The style has no safety net. Traditional work has bold outlines that anchor the design as skin ages; realism has nothing but tonal transitions, so every weakness in technique shows. This is why realism has both the most spectacular results in tattooing and the most infamous fails. A portrait where the shading went a touch too dark is a portrait of a different person.
Colour or black and grey
The honest trade-off: black and grey ages better. Black pigment particles are larger and more stable, so grey-wash work softens gracefully over decades. Colour pigments break down faster and shift as they do; reds drift toward orange, yellows can vanish almost entirely, and low-saturation blends lose their subtlety first. Colour realism isn't a mistake, but it's a maintenance commitment, and it needs a genuinely skilled colour artist or the blends age into murk.

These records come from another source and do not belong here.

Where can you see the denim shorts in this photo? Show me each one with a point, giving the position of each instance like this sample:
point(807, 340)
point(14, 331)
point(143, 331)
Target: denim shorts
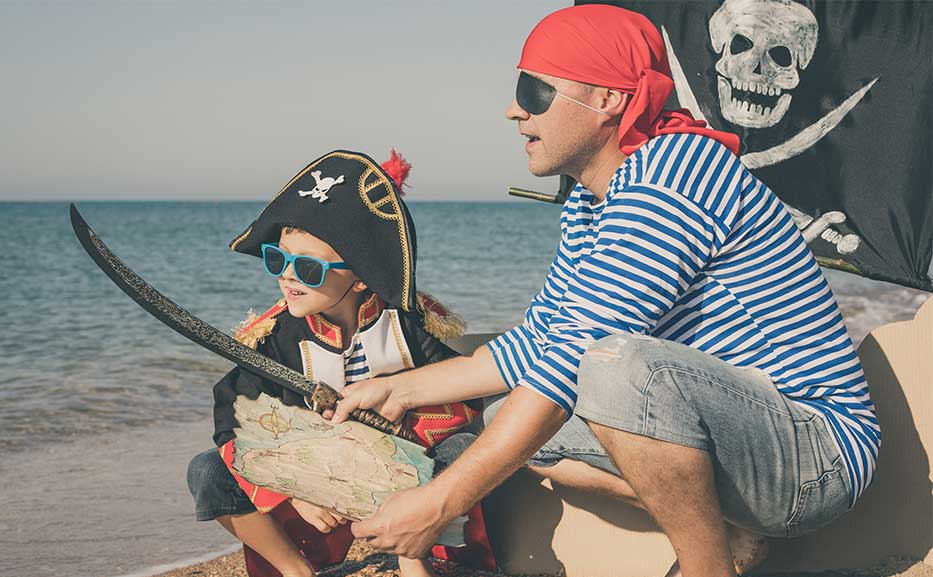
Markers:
point(778, 471)
point(216, 493)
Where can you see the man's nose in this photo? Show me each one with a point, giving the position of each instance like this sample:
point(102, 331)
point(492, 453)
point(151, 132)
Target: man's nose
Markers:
point(516, 112)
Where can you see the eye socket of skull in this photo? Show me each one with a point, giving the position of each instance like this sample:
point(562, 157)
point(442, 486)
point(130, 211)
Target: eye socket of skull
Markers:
point(781, 55)
point(740, 43)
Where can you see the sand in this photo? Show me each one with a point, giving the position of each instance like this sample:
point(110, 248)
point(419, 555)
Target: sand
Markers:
point(117, 504)
point(362, 561)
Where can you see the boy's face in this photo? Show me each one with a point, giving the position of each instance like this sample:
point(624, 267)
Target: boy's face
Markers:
point(302, 300)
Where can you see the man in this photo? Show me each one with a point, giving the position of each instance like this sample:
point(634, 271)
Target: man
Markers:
point(685, 339)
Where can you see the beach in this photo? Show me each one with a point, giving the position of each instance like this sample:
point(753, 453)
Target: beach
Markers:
point(103, 406)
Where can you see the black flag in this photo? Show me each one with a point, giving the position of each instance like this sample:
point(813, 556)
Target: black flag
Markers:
point(833, 103)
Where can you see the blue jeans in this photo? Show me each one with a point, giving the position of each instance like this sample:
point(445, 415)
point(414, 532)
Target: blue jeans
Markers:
point(777, 469)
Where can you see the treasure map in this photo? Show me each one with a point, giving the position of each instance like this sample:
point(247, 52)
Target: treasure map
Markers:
point(349, 468)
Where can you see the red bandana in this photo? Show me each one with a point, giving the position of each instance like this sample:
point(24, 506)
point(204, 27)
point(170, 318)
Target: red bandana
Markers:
point(616, 48)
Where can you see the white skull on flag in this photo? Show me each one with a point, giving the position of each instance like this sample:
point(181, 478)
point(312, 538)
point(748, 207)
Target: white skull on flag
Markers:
point(762, 43)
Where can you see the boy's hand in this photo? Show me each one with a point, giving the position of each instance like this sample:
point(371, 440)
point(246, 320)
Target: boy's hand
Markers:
point(322, 519)
point(377, 394)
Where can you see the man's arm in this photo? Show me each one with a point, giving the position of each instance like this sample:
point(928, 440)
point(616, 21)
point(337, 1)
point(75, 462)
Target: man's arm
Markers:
point(409, 522)
point(456, 379)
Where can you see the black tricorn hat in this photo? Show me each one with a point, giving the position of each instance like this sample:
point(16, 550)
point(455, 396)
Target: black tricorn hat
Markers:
point(347, 200)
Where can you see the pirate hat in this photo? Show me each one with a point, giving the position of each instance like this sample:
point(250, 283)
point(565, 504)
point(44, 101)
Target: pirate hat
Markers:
point(350, 202)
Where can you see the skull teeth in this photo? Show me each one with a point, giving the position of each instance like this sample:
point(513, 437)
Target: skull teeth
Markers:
point(763, 89)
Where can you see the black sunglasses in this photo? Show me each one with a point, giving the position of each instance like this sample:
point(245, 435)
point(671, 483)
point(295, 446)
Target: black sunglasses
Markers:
point(535, 96)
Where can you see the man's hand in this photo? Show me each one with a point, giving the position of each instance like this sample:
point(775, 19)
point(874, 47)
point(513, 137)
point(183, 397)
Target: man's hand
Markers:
point(322, 519)
point(408, 523)
point(378, 394)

Subject matter usually settles the choice anyway. Portraits and memorial pieces tend to suit black and grey's timeless, sombre read. Vibrant nature, pop culture and anything where colour is the point suits colour realism. Whichever way you go, sun protection matters more for realism than any other style, because the soft low-contrast shading that makes it work is exactly what UV eats first. In Australia, treat sunscreen on healed realism as part of owning it.